Vivian bristled. “Yours? We’re partners, aren’t we?”
“I’d rather not be.”
Vivian snatched up a knife, chopping her dandelion roots with more force than finesse. “Then you’d better keep up, Serpent, because I don’t plan on failing.”
They worked side by side, tension humming between them like a taut string. Siobhan’s cuts were precise, her stirring smooth and practiced. Vivian’s technique was messy, but even so she was focused, barely taking her eyes off her textbook while she measured. Her stirring technique left something to be desired, but in the end, their potion earned a tilt of Professor Knight’s head that they took to be approval, and Siobhan strained the potion into vials for storage.
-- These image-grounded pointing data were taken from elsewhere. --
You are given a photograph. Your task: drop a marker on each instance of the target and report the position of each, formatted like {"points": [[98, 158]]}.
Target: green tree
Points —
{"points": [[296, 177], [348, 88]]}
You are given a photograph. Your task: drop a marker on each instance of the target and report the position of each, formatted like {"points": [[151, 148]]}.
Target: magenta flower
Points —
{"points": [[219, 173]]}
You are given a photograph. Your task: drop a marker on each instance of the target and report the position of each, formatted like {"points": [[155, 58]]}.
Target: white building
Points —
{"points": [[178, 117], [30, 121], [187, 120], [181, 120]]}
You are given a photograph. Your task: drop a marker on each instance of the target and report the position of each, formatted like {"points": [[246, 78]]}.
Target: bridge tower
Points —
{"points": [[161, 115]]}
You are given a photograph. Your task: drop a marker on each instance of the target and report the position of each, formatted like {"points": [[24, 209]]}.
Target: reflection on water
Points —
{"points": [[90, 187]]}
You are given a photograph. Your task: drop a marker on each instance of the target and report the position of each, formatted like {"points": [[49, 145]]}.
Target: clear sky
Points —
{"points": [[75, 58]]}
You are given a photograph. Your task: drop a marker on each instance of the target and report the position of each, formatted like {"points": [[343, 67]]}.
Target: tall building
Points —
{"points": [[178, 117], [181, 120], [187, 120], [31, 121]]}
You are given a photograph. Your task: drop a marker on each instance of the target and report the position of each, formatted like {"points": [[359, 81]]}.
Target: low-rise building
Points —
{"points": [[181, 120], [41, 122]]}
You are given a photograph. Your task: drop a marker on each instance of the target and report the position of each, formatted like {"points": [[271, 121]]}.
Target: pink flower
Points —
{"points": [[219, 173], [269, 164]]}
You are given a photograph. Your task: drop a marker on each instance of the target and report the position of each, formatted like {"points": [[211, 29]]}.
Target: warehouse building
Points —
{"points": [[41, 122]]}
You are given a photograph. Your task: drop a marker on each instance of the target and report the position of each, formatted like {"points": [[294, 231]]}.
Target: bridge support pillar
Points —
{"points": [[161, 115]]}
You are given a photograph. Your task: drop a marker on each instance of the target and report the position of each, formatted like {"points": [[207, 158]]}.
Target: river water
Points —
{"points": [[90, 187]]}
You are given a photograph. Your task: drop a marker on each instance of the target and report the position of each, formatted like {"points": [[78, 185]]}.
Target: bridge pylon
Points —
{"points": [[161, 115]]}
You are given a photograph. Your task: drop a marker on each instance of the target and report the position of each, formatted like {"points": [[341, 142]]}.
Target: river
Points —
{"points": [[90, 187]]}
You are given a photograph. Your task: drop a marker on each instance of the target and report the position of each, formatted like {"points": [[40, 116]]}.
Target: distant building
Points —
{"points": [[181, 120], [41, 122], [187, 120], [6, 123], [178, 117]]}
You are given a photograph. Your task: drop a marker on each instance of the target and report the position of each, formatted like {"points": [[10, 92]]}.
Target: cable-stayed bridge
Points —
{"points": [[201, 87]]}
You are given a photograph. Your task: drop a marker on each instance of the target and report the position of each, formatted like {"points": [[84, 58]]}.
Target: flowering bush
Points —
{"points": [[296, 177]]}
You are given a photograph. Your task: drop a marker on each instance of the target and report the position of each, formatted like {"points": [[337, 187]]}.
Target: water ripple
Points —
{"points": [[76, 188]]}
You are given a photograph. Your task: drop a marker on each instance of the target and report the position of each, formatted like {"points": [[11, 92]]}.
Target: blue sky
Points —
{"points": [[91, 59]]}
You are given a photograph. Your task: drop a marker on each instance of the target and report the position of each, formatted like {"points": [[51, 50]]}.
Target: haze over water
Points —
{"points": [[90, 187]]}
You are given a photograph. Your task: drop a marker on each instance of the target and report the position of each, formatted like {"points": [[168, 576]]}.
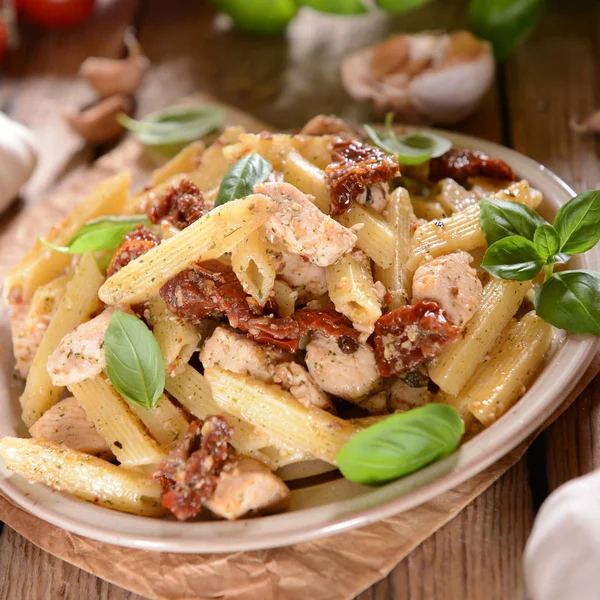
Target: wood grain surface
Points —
{"points": [[554, 77]]}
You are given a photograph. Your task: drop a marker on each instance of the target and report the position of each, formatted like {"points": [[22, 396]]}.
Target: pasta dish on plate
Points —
{"points": [[268, 300]]}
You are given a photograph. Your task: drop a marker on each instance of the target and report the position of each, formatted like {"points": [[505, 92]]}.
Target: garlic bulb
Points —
{"points": [[18, 157], [423, 78], [563, 552]]}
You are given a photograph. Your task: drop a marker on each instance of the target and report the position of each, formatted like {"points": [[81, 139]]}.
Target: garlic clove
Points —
{"points": [[424, 77], [98, 124], [590, 125], [18, 157], [117, 76]]}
“Told you.” Vivian smirked. “So you can get off that high-horse you’re on, I might not have been doing this since I could crawl, and my family may not be famous or anything, but you aren’t any better than me, and I’ve not done anything to you…yet.”
Xx
Siobhan slid into her seat at the Slytherin table, settling next to a few first-years she still barely knew. She surveyed her Housemates; older students chatting quietly, prefects keeping watch with sharp, appraising eyes, Doireann stopping to throw her a wink. The Great Hall smelled of roast meats and fresh bread, a heady mixture that made her stomach growl.
Across the Hall, at the Hufflepuff table, Vivian Clark was waving at someone she had just met, laughing like she had no care in the world. Siobhan set her jaw and looked down at her plate, stabbing at a roast potato with deliberate force.
“First day gone well, Serpent?” asked the girl seated next to her, a second-year with sleek black hair, her mouth tilted up in a smirk.
Siobhan shrugged. “As expected.” She kept her gaze on her plate, though her mind lingered on Vivian — that reckless, clever, infuriating girl who had already managed to cross her path more than once, and would, it seemed, be her class partner for the foreseeable.
The Slytherin table erupted into quiet laughter as an older student recounted a story from last year, and Siobhan let herself relax just enough to eat. But her attention kept flicking back across the Hall, toward that sunny Hufflepuff table. Vivian was now leaning forward, elbows on the table, talking animatedly to a first-year boy who was clearly trying not to snort with laughter.
Doireann stood, raising a hand. “Heads up, first-years. Curfew is in an hour. Make your way back to the dorms promptly.”
Siobhan nodded, rising. She walked past the Hufflepuff table deliberately, not breaking her stare. Vivian met her eyes again and winked- a deliberate, teasing motion.
Siobhan’s stomach flipped. She scowled but kept walking, ignoring the flush creeping up her neck, she’d been challenged, and she was not winning.
Back in the Slytherin dorms, she sank into her chair by the fire, staring at the green flames. Today had been a test -the Sorting, the lessons, the first meals - and tomorrow would be no different.